Score: 0% - (0 out of 1pt)
To calculate whether the current price constitutes a sufficient margin of safety, I have compared the current valuation of Travelzoo against its major competitors in terms of EV/EBITDA. Normally I would do a DCF model to come up with an intrinsic value for the company, however with the unpredictable earnings of the past few years I find the growth rates very difficult to estimate in this case.
Here is how the company compares to its main competitors:
Travelzoo is definitely priced cheaper than its competitors by a large margin. Interestingly, if you look at the analysts estimates for these 4 companies, the 5 year EPS growth estimates are all similar. Travelzoo, Priceline and Kayak are all around 20% yoy growth, and Expedia is 13%.
Purely from a valuation perspective, Travelzoo is attractively priced.
Score: 100% - (1 out of 1pt)
Travelzoo has scored a 7 out of 10 in my system, so I will not recommend it as a buy. I only consider to buy companies that I score at least an 8.

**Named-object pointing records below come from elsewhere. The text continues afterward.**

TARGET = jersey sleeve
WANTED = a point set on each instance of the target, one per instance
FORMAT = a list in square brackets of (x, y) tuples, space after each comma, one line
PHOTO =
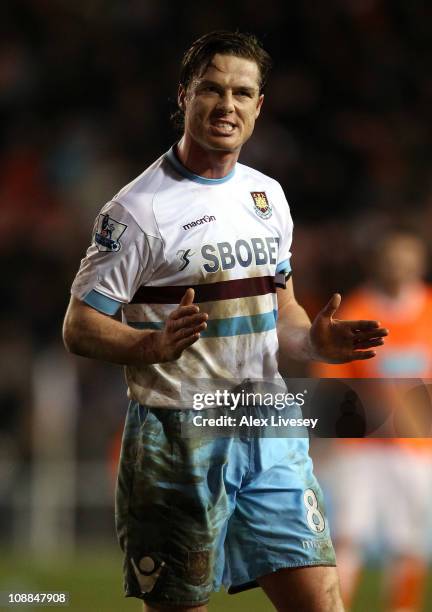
[(116, 263), (283, 267)]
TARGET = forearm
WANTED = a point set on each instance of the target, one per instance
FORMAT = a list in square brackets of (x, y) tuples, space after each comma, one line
[(89, 333), (293, 330)]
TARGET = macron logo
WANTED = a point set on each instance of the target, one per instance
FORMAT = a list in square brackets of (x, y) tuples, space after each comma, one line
[(205, 219)]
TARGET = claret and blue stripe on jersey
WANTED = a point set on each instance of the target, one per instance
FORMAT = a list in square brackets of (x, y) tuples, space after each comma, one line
[(228, 239)]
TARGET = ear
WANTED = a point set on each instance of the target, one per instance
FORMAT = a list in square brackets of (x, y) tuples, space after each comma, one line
[(181, 97), (259, 104)]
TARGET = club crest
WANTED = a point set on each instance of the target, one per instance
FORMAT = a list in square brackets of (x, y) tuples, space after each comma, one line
[(108, 233), (261, 204)]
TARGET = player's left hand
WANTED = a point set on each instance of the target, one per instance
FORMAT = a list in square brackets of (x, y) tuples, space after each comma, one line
[(336, 341)]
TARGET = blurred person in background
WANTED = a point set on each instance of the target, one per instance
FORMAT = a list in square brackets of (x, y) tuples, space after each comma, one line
[(197, 226), (380, 487)]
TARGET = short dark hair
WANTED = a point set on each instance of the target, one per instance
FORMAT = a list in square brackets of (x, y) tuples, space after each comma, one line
[(199, 55)]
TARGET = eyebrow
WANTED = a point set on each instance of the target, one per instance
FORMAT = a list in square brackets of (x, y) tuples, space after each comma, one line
[(247, 88)]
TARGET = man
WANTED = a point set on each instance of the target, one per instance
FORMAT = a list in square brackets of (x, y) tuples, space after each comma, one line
[(201, 248), (396, 469)]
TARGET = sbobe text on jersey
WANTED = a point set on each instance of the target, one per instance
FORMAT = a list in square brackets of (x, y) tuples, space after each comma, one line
[(254, 251)]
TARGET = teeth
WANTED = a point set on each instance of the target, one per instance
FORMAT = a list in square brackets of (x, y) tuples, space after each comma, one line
[(224, 125)]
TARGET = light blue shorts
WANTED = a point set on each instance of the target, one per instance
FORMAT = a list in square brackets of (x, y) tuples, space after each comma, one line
[(193, 514)]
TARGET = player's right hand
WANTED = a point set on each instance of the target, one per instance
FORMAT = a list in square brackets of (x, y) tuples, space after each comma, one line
[(182, 329)]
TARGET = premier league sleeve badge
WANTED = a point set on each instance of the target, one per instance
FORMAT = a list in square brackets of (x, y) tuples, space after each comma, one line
[(108, 233)]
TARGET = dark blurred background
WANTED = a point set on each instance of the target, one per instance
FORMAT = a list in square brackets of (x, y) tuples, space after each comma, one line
[(86, 91)]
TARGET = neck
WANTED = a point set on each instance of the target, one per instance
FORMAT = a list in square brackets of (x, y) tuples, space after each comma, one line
[(209, 164)]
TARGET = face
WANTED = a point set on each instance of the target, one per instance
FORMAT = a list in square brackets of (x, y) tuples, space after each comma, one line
[(222, 104)]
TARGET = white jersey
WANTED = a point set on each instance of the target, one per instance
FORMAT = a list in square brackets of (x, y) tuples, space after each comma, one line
[(227, 238)]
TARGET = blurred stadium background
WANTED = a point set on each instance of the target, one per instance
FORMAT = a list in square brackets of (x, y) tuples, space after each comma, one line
[(86, 90)]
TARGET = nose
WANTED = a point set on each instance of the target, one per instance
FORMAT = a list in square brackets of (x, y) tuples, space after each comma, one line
[(226, 102)]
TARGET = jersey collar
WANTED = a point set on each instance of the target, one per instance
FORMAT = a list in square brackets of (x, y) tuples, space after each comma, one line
[(178, 166)]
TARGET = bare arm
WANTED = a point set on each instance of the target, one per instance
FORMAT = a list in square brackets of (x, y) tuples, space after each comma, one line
[(326, 339), (90, 333)]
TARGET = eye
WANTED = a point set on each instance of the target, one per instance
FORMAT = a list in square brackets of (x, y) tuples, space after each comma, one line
[(244, 93)]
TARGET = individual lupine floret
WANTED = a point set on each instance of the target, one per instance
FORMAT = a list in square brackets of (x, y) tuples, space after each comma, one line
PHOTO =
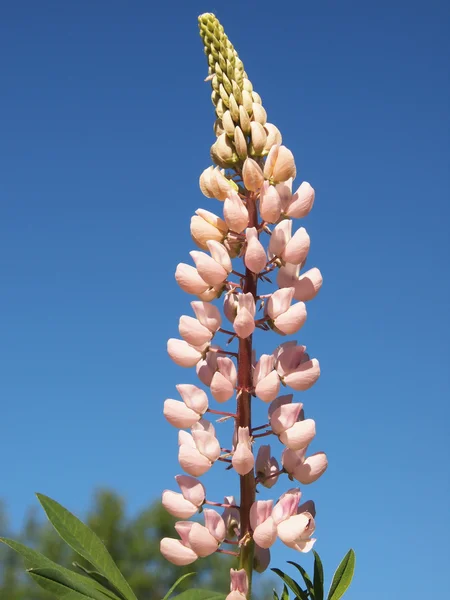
[(280, 164), (269, 203), (262, 523), (244, 322), (306, 286), (191, 499), (266, 379), (214, 184), (255, 257), (224, 380), (284, 318), (304, 469), (266, 467), (287, 422), (238, 586), (235, 213), (243, 459), (294, 366), (290, 248), (206, 226), (185, 414), (213, 269), (197, 451), (293, 529)]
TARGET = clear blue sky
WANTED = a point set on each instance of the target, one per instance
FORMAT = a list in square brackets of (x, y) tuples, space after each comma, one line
[(106, 125)]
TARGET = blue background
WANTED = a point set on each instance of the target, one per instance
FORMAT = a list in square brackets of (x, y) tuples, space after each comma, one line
[(106, 126)]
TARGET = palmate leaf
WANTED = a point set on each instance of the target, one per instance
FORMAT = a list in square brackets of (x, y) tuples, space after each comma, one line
[(38, 562), (85, 542), (343, 576), (199, 595), (306, 578), (318, 577), (176, 584), (293, 585)]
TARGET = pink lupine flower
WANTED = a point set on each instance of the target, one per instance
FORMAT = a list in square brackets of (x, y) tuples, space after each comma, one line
[(230, 306), (301, 202), (252, 175), (208, 267), (197, 451), (193, 332), (187, 503), (207, 314), (306, 286), (255, 257), (231, 517), (286, 319), (235, 213), (238, 586), (266, 466), (305, 470), (176, 552), (186, 413), (299, 435), (296, 532), (266, 379), (261, 559), (291, 248), (243, 460), (244, 323), (269, 203), (262, 523), (206, 226), (295, 368), (182, 353), (189, 279), (280, 164), (285, 417), (224, 379)]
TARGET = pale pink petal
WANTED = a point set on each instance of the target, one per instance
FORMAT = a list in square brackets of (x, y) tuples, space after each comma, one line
[(176, 553), (312, 468), (201, 541), (305, 376), (292, 320), (296, 249), (182, 353), (178, 506), (192, 461), (285, 417), (179, 415), (189, 279), (299, 435), (302, 201), (192, 489), (208, 314), (255, 257), (194, 397), (209, 269)]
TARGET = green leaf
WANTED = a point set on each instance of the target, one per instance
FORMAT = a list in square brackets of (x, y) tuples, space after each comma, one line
[(85, 543), (58, 590), (318, 577), (306, 578), (78, 582), (176, 584), (343, 576), (101, 580), (293, 585), (199, 595)]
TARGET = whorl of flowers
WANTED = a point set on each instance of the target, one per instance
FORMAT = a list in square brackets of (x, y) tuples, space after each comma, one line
[(252, 176)]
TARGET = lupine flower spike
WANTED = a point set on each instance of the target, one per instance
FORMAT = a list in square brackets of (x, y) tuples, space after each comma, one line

|Circle of Competence||1.5||2|
|Magic Formula Screen||2||2|
In conclusion I believe that Travelzoo's biggest weakness is that it lacks any compelling competitive moat. Although the general prospects for growth in the industry are quite good, I don't have enough confidence in the business to be sure that it is well positioned for the long term. Also I do not like the unpredictable earnings history, which does not match well with the solid revenue growth. In my opinion there are many better companies out there which are more worthy of your investment dollars.